The team started by feeding a machine learning model thousands of data points, including characteristics of amino acids and peptide sequences. These data helped the computer model “learn” the chemical and binding properties of certain amino acid combinations, and in time, how to predict candidate peptide sequences for drug delivery using melanin.

The artificial intelligence model generated 127 peptides that were predicted to have varying abilities to penetrate the specialized cells that house melanin, bind to melanin, and be nontoxic to the cells. Out of these 127 peptides, the model predicted that a peptide called HR97 had the highest success rate of binding. The team also confirmed the properties of these peptides, including better uptake and binding within cells as well as no indication of cell death.

To test the model’s prediction, researchers attached HR97 to the drug brimonidine, which is used to treat glaucoma by lowering inner eye pressure, and injected it into adult rabbit eyes. To determine HR97’s performance, researchers measured the levels of brimonidine in the eye cells by testing the cells’ concentrations of the drug after administering the experimental drug delivery system. They found that high amounts of brimonidine were present for up to one month, indicating that HR97 successfully penetrated cells, bound to melanin, and released the drug over a longer period. Researchers also confirmed that the eye pressure-lowering effect of brimonidine lasted for up to 18 days when bound to HR97, and found no indication of irritation in the rabbits’ eyes.

Ensign says that future studies using artificial intelligence to predict peptides for drug delivery have huge ramifications for other conditions that involve melanin and can be extended to targeting other specialized structures.

“We believe we are well on the way to finding solutions in trying to improve patient care and quality of life using drug delivery systems.

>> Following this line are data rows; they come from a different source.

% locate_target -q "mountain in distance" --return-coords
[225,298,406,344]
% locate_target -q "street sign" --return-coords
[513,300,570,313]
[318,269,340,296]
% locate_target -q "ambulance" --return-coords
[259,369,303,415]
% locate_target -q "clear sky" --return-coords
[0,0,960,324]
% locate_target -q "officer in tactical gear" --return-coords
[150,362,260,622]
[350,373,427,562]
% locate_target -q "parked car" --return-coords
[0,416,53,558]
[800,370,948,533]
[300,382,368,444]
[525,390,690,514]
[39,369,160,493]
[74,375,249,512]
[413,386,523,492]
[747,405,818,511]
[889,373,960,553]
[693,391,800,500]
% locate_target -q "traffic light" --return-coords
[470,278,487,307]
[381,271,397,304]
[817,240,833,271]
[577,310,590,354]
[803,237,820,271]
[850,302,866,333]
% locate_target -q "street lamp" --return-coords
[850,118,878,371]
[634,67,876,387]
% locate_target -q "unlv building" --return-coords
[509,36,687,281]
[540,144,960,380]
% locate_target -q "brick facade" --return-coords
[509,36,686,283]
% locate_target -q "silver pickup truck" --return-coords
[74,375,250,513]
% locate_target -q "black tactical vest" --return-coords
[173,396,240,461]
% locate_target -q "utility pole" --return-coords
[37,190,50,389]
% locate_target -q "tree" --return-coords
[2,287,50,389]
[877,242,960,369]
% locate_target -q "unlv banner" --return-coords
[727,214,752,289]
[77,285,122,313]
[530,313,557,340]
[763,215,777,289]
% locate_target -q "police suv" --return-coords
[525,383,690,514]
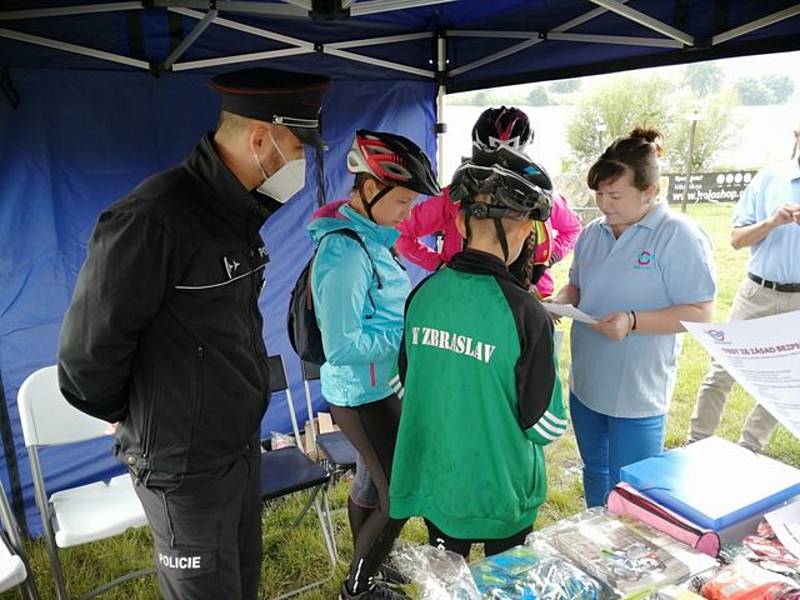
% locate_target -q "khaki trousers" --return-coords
[689,278,800,452]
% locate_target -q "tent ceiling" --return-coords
[0,0,800,92]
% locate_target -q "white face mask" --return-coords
[253,132,306,204]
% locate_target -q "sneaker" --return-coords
[339,583,408,600]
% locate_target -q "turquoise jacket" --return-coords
[308,204,411,406]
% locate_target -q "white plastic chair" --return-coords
[17,366,154,600]
[0,476,39,600]
[261,354,338,600]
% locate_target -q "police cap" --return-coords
[209,67,331,147]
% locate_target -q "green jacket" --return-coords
[390,251,567,540]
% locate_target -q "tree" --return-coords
[762,75,794,104]
[567,75,674,164]
[550,79,581,94]
[683,62,725,97]
[567,75,738,173]
[735,77,780,106]
[664,93,739,173]
[528,85,550,106]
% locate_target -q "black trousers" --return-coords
[425,519,533,558]
[132,455,261,600]
[330,395,405,593]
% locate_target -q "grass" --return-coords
[7,205,800,600]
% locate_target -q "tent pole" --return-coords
[711,4,800,46]
[436,32,447,187]
[325,31,433,50]
[0,28,150,71]
[589,0,694,46]
[448,0,628,77]
[0,2,144,21]
[162,9,219,71]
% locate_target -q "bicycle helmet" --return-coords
[472,106,533,150]
[347,129,442,221]
[450,144,553,261]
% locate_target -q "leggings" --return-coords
[331,395,405,594]
[425,519,533,558]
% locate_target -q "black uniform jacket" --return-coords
[58,135,270,473]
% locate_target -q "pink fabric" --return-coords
[395,188,462,271]
[311,200,347,221]
[396,188,581,297]
[536,192,581,298]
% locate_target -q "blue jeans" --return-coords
[569,392,667,508]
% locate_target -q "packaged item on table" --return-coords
[269,431,297,450]
[620,437,800,542]
[652,585,703,600]
[392,542,481,600]
[529,511,700,597]
[702,557,797,600]
[470,546,601,600]
[606,481,720,558]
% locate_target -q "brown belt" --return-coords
[747,273,800,293]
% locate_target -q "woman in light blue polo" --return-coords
[554,129,716,506]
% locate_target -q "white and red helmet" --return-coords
[347,129,441,196]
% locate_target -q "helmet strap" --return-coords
[358,180,393,225]
[492,219,508,264]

The ultimate goal is creating something that we can translate out of the lab and make people’s lives better,” says Ensign.

Moving forward, Ensign says, researchers will need to find ways to further extend the duration of action, test the success rate of the AI model’s drug delivery predictions with other drugs, and determine safety in humans.

Other researchers involved in the study are Henry Hsueh, Usha Rai, Wathsala Liyanage, Yoo Chun Kim, Matthew Appell, Jahnavi Pejavar, Kirby Leo, Charlotte Davison, Patricia Kolodziejski, Ann Mozzer, HyeYoung Kwon, Maanasa Sista, Sri Vishnu Kiran Rompicharla, Malia Edwards, Ian Pitha and Justin Hanes of the Johns Hopkins University School of Medicine; Nicole Anders and Avelina Hemingway of the Johns Hopkins Sidney Kimmel Comprehensive Cancer Center; and Renee Ti Chou and Michael Cummings of the University of Maryland.

This work was supported by funding from the NIH (R01EY026578, R01EY031041, P30CA006973, and S10OD020091), the Robert H. Smith Family Foundation, the Marcella E. Woll and Maryland E-Nnovation Initiative Fund to establish the Marcella E. Woll Professorship in Ophthalmology, Research to Prevent Blindness, a National Eye Institute Training Grant (T32EY007143), a National Science Foundation Award (DGE-1632976) and a National Center for Advancing Translational Sciences grant (UL1TR001079).